Glennon was also sacked four times in that game, and the Buccaneers have a full rotation of defensive linemen ready to go on Sunday. Tampa Bay quietly ranked ninth in the NFL in sacks last year and expect bigger things from young edge-rusher Noah Spence in his second year. Tampa Bay's defense looked quite sharp in the preseason and in training camp, with the players much more comfortable in their second year in Mike Smith's system. No team caused turnovers at a more rapid clip than the Buccaneers during the second half of last season. If that continues and the Bucs are able to get to Glennon a handful of times, that's a nice defensive fantasy score right there.
Let's say you drafted Atlanta's defense this year. That was probably a good move. However, the Falcons have Aaron Rodgers and the Packers coming to town this week. If you don't like that matchup and you have some roster flexibility, you could do worse than to pick up the Buccaneers' defense and start it against the Bears. And who knows, you may end up wanting to keep Tampa Bay beyond just a single start.
3. Is this my chance to get optimal value out of playing Jacquizz Rodgers?
Color me…hesitant. (See, I even hesitated to type that.)
This is probably something I'm going to repeat a lot this year, but let me be clear that my hesitancy here is solely on a fantasy football level. I fully expect Rodgers to play well on Sunday, just as he did virtually every time he was called upon last year. I think the Bucs' rushing attack will do just fine with the trio of Rodgers, Charles Sims and Jacquizz Rodgers.
From a fantasy football standpoint, however, I'm worried this is too much of a boom-or-bust situation. First, the Bears' defense fared quite well against a good Atlanta rushing attack last week, holding Devonta Freeman and the Falcons to 64 yards on the ground and 2.8 per carry. Freeman did score a rushing touchdown, and as I mentioned above the loss of Jerrell Freeman can't help, but this could be a game where the Bucs get most of their yards through the air.
One common draft-night approach this year was taking Doug Martin in the sixth or seventh round, hoping he would produce like a first or second-round pick after his suspension ends, then handcuffing him a few rounds later with Rodgers. If you did that, you probably intended to play Rodgers some or all of these first three weeks; otherwise, there wasn't much point.
If you're in that situation and you don't have another back you feel particularly good about to replace Rodgers then you can stick with him and hope he finds the end zone. However, if you're actively deciding between Rodgers and another back with a similar projection this week, it might be safer to go the other way.

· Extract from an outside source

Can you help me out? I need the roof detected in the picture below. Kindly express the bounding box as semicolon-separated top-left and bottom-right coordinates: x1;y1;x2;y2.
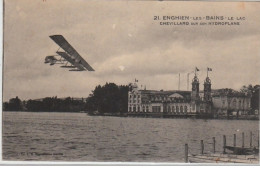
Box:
212;88;249;97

As with the tight ends, this feels like a wait-and-see situation. After a game or two, it will probably be a lot more clear how the touches are going to be divvied up between the Bucs' three backs. If I were a Rodgers owner with at least a comparable other option, I think I might sit this one out and see where the handoffs and swing passes go before making him a weekly starter.
I know what you're saying: I only have three weeks with Rodgers as a starter, so sitting him for one of those seems inefficient. Maybe. But Koetter has repeatedly said that there is no guarantee that Martin will immediately come back and start taking the bulk of the carries again. Rodgers could prove himself worthy of a significant rushing load even after Martin returns. That would be great news for the Bucs and an interesting development for owners of either back.